うーん、確かにその通りだよな。オーフィスちゃんは俺との約束の為に来てくれたんだし、面倒だって俺が見るべきなのかもなぁ。

 

「どうするリョーマ・・・って、その顔を見れば答えは決まってるみたいね。決定権は家主のあなたにあるのだから、私はそれに従うわ。・・・ただし、警戒はさせてもらうわよ」

 

まだ何も言ってないのに・・・。顔を見ればって、そんなにわかりやすい顔してたのかな俺。けど、他の子達もリアスと同じ気持ちの様だし、これでみんなの意見が纏まったな。

 

「わかりました。二人には俺の家で過ごしてもらう事にします」

 

「よし決定な。もう撤回は認めねえぞ」

 

「ふふ、よろしくね、亮真。ロキとの戦いの後の別れ際に交わしたあの言葉が現実になるなんてね」

 

いやに上機嫌なヴァーリさん。それを見たオーフィスちゃんがそっと何かを呟いたが、あまりに小さかったので、聞きとる事は出来なかった。

 

「ヴァーリ、嬉しそう。

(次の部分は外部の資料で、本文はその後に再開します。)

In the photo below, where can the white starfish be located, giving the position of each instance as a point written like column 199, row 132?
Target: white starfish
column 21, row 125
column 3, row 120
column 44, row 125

『禍の団』にいた時、そんな顔した事無かった」

 

・・・・・・・

 

・・・・・

 

・・・

 

二人を連れて帰ると、黒歌が耳と尻尾をピーンと立てるという素晴らしいリアクションを見せてくれた。フェンリル達はフェンリル達で、何故か俺を取り囲むような位置についてジッとしている。まあ、いきなり見慣れぬ人達が現れたから緊張でもしているのだろう。きっとその内なれるさ。

 

夜七時、ヴァーリさんとオーフィスちゃんを加え、みんなで夕食を取る。今日の当番は俺だったのだが、俺の料理はヴァーリさんには好評でオーフィスちゃんも言葉少なめだが全部食べてくれたので、不味くは無かったはずだ。

 

そんでもって、順番に入浴を済ませる。今はヴァーリさんとオーフィスちゃんの時間だ。こんな所まで二人一緒とか、やっぱり姉妹みたいだな。

 

「フューリー」

 

そんな感想を漏らしつつ、麦茶を飲もうと冷蔵庫を開けていると、背後からオーフィスちゃんの声がした。どうやらあがった様だな。俺は何の気無しに振り返り・・・己が目を疑った。

 

「なっ・・・!?」

 

そこには全裸のオーフィスちゃんがいた。ちょ、何やってんのキミ!?

 

「次はフューリーの番。我、フューリーに教えに来た」

 

あ、なるほど。風呂が空いたから続いてどうぞって、服を着る間も惜しんでわざわざ教えに来てくれたんだな。・・・いや、そこは服着てからでいいよ!

 

「ちょっとオーフィス。まだ髪を拭いてないんだから・・・」

 

続けて、百パーセント肌色状態のヴァーリさんが現れた。なんでキミまで素っ裸なのよ!? てか、髪の心配より今の状況の心配してくれよ! オーフィスちゃんはまだいい・・・わけじゃないけど、キミの場合、色々ヤバいんだから!

 

「もう、手間のかかる龍神様だわ。常識というものを知らないんだから」

 

キミが言うなキミが!

 

オーフィスちゃんの手を引いてその場から姿を消したヴァーリさん。後で聞いた所、ヴァーリさんからは俺のいた場所が死角になっていて気付かなかったらしい。

 

とりあえず、あの二人にはこの家のルールの前に、学んでおいてもらわないといけないものがあるようだ。

 

俺は固く、ひたすら固くそう決意するのだった。




今回は手間取りました。特に最後の風呂の件、表現が生々し過ぎ&それを語るオリ主が変態にしかならなかったので書きなおしました。私にはこれくらいの方が丁度いい。・・・プール回? ちょっと何言ってるかわかりませんね。

オーフィス来訪が原作より早まりましたが、これにはちょっとした理由があります。
ヴァーリもただのお伴ではありません。